We don't need the last result , because map! returns result (as well as changing result ). Hey, that also means we can use just map (makes no difference). Also, we can chain a.dup and map to get rid of result :

def product(a)
  a.dup.map do |e|
    final = 1
    e.to_s.each_char {|c| final *= c.to_i}
    final
  end
end

Man, we're cookin' with gas! Next, whenever you see a block that computes the product or sum of something, think inject (or its synomym, reduce ):

def product(a)
  a.dup.map do |e|
    e.to_s.each_char.inject(1) {|final, c| final * c.to_i}
  end
end

Suppose a < 0. What to do? (@Leon's answer twigged me to that possibility.) A negative receiver makes no sense to each , so let's raise an exception if that happens:

def product(a)
  raise RuntimeError, "Receiver must be non-negative" if self < 0
  a.dup.map do |e|
    e.to_s.each_char.inject(1) {|final, c| final * c.to_i}
  end
end

You may want to stop here, but you could replace map with another `inject:

def product(a)
  raise RuntimeError, "Receiver must be non-negative" if self < 0
  a.inject([]) {|result, e| result.concat.e.to_s.each_char.inject(1) {|final, c| final * c.to_i}}
end

Here the argument for inject is an empty array called result . Notice that, since we haven't changed a , we no longer needed dup . (I see @Kingston arrived at a similar answer.) If you prefer, you could write this as:

def product(a)
  raise RuntimeError, "Receiver must be non-negative" if self < 0
  a.inject([]) {|result, e| result << e.to_s.each_char.inject(1) {|final, c| final * c.to_i}; result}
end

but notice the need for that pesky ; result ; result an the end.

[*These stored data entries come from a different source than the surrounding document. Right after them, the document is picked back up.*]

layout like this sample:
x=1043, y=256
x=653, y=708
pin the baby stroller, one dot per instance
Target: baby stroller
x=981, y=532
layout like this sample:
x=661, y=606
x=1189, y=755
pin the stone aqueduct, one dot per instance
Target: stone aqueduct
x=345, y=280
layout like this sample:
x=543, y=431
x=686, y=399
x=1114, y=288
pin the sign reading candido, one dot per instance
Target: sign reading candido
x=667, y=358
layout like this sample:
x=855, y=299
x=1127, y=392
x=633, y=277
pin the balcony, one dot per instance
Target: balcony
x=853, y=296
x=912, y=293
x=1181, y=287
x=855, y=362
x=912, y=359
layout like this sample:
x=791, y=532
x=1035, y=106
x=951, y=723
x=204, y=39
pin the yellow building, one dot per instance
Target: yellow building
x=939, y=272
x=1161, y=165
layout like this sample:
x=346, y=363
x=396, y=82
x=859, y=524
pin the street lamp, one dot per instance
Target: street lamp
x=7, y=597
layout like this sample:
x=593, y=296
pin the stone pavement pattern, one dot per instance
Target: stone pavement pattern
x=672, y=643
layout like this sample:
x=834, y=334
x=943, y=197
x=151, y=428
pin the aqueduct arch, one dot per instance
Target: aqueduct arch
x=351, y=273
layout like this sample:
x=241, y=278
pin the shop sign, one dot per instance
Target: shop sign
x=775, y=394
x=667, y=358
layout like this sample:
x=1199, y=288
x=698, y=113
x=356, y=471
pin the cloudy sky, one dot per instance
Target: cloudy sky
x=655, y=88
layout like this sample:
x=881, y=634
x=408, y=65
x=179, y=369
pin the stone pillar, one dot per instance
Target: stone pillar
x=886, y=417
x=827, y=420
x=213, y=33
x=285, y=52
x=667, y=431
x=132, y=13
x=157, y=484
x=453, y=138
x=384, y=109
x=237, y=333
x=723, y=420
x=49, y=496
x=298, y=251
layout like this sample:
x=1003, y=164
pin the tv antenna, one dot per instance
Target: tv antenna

You might think that the end result of all these "improvements" is too much of a mind-bender, or that the author is just showing off. That's what I thought when I was new to Ruby. With experience, however, you will find it is very natural and reads like a sentence. It also makes debugging easier: working left-to-right, you can test each link of the chain to make sure it's working.

Answer 4

a.collect{|x| 
  result = 1
  x.to_s.split('').each{|y| result *= y.to_i}
  result
}

Answer 5

If the intent is to just iterate over the digits, you can use the string slice methods too.

num = a[0].to_s # "435" 
final = num[0,1].to_i * num[1,1].to_i * num[2,1].to_i #4*3*5

or

final = num[0..1].to_i * num[1..2].to_i * num[2..3].to_i

For the given question, if you know it is an array of 3 digits each, then you can skip the inner loop and the solution could be like this:

a = [435,276,434]

def product(a)
    a.map! do |digits|
        final = 1
        num = digits.to_s
        final = num[0,1].to_i * num[1,1].to_i * num[2,1].to_i
    end
end

puts product(a).inspect

This answer is just for the said question. Since it manipulates the same array, it edits the receiver. For a more detailed and complete solution, check out Cary Swoveland's answer.